A rivelarlo è un data base elaborato dalla società Xdi (Cross Dependency Initiative). L’analisi della  Xdi dal titolo ‘Gross Domestic Climate Risk’ ha messo a confronto oltre 2.600 regioni (o altre entità substatali) di tutto il mondo in base alle proiezioni dei danni agli edifici e alle proprietà causati da eventi estremi individuando la vulnerabilità dei centri economici.

I rischi principali che causano danni nelle regioni prese in esame in Europa sono le inondazioni ed  otto pericoli climatici estremi ossia caldo estremo, incendi boschivi, movimenti del suolo (legati alla siccità), vento estremo e congelamento.

Il confronto del rischio fisico in relazione al clima per il 2050 in Europa ha rilevato come siano la Bassa Sassonia in Germania, le Fiandre in Belgio, Krasnodar in Russia e  Veneto, Lombardia, Emilia Romagna in Italia, le regioni europee ai primi posti in classifica delle regioni più a rischio del mondo in una top ten delle prime 100 regioni a rischio.

Questi risultati sottolineano l’importanza di valutare il rischio climatico fisico nei mercati finanziari, compresi i mercati obbligazionari, data l’entità degli investimenti di capitale rappresentati dagli asset a rischio nelle regioni individuate, la vulnerabilità delle catene di approvvigionamento globali e la necessità di informare gli investimenti sulla resilienza climatica”, ha dichiarato Rohan Hamden, Ceo di Xdi alla rivista economica Fortune, aggiungendo che “è fondamentale che le aziende, i governi e gli investitori comprendano le implicazioni finanziarie ed economiche del rischio climatico fisico e lo soppesino nel loro processo decisionale prima che i costi si aggravino oltre i limiti finanziari”.

Del resto che i cambiamenti climatici e le emergenze ambientali colpiscano più pesantemente le regioni più industrializzate emerge anche dai recenti dati sulla siccità.

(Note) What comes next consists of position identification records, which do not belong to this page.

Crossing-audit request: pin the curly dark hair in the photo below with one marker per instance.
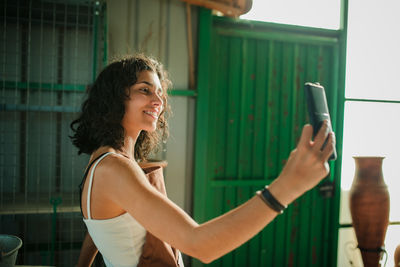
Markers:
(99, 123)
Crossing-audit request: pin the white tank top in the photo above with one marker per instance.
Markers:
(120, 239)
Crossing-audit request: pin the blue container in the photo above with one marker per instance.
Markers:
(9, 246)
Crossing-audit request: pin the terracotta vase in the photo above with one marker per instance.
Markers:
(397, 257)
(369, 207)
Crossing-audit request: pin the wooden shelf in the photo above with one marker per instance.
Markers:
(36, 204)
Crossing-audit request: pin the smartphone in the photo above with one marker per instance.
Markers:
(318, 109)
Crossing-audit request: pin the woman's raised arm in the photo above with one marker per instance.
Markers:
(306, 166)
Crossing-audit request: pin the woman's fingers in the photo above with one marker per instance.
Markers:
(321, 136)
(306, 136)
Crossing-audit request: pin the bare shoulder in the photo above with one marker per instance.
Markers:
(116, 170)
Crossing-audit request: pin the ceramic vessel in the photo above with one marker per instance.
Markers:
(369, 207)
(397, 257)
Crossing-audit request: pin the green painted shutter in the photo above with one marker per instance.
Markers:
(250, 113)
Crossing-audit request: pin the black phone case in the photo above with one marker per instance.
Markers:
(318, 109)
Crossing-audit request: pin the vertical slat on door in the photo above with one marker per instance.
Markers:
(256, 110)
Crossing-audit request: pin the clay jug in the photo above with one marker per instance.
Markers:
(369, 207)
(397, 256)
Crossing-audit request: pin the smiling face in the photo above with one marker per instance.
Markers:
(144, 105)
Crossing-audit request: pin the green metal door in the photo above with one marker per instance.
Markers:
(250, 113)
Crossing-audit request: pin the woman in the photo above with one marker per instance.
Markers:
(124, 117)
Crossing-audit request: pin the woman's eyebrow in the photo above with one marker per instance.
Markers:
(149, 84)
(146, 82)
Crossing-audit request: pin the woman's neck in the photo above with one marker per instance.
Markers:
(127, 150)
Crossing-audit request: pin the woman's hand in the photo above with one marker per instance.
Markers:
(307, 165)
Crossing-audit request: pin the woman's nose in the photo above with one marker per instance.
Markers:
(157, 100)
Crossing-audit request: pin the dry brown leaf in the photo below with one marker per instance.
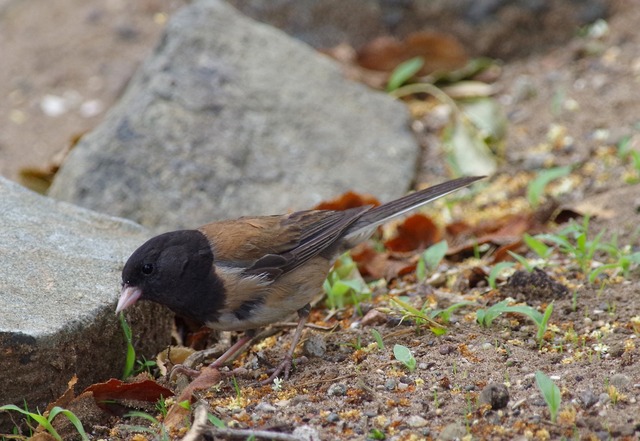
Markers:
(440, 52)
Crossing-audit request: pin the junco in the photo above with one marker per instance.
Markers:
(247, 273)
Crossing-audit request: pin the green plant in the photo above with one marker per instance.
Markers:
(486, 316)
(215, 421)
(404, 72)
(131, 352)
(46, 421)
(573, 241)
(403, 354)
(496, 271)
(163, 435)
(419, 315)
(445, 314)
(376, 434)
(378, 338)
(550, 392)
(345, 285)
(623, 260)
(161, 406)
(539, 183)
(431, 258)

È il Nord infatti l’area più in sofferenza.

I dati dei grandi laghi sono peggiori di quelli del gennaio 2022, quando già la situazione era compromessa da mesi di mancanza di precipitazioni significative. La percentuale di riempimento del lago Maggiore è al 18%, il lago d’Iseo al 20,7%, il lago di Como al 23,5%, il lago di Garda al 36,4%. La situazione del manto nevoso getta poi un’ombra scura sul rischio siccità nel 2023.

Eppure più della metà delle risorse superficiali utilizzabili di tutto il paese si trovano proprio nell’Italia settentrionale, il 19% al centro, il 21% al sud e il 7% nelle isole maggiori.
Da alcune ricerche risulta poi che circa il 70% delle risorse sotterranee sia collocato nelle grandi pianure alluvionali del nord, mentre al sud le falde utilizzabili sono davvero poche, con l’eccezione di quella pugliese, con oltre 500 milioni di metri cubi all’anno.

Densità e alti consumi industriali e agricoltura intensiva in Val Padana potrebbero passare così da risorsa a maledizione.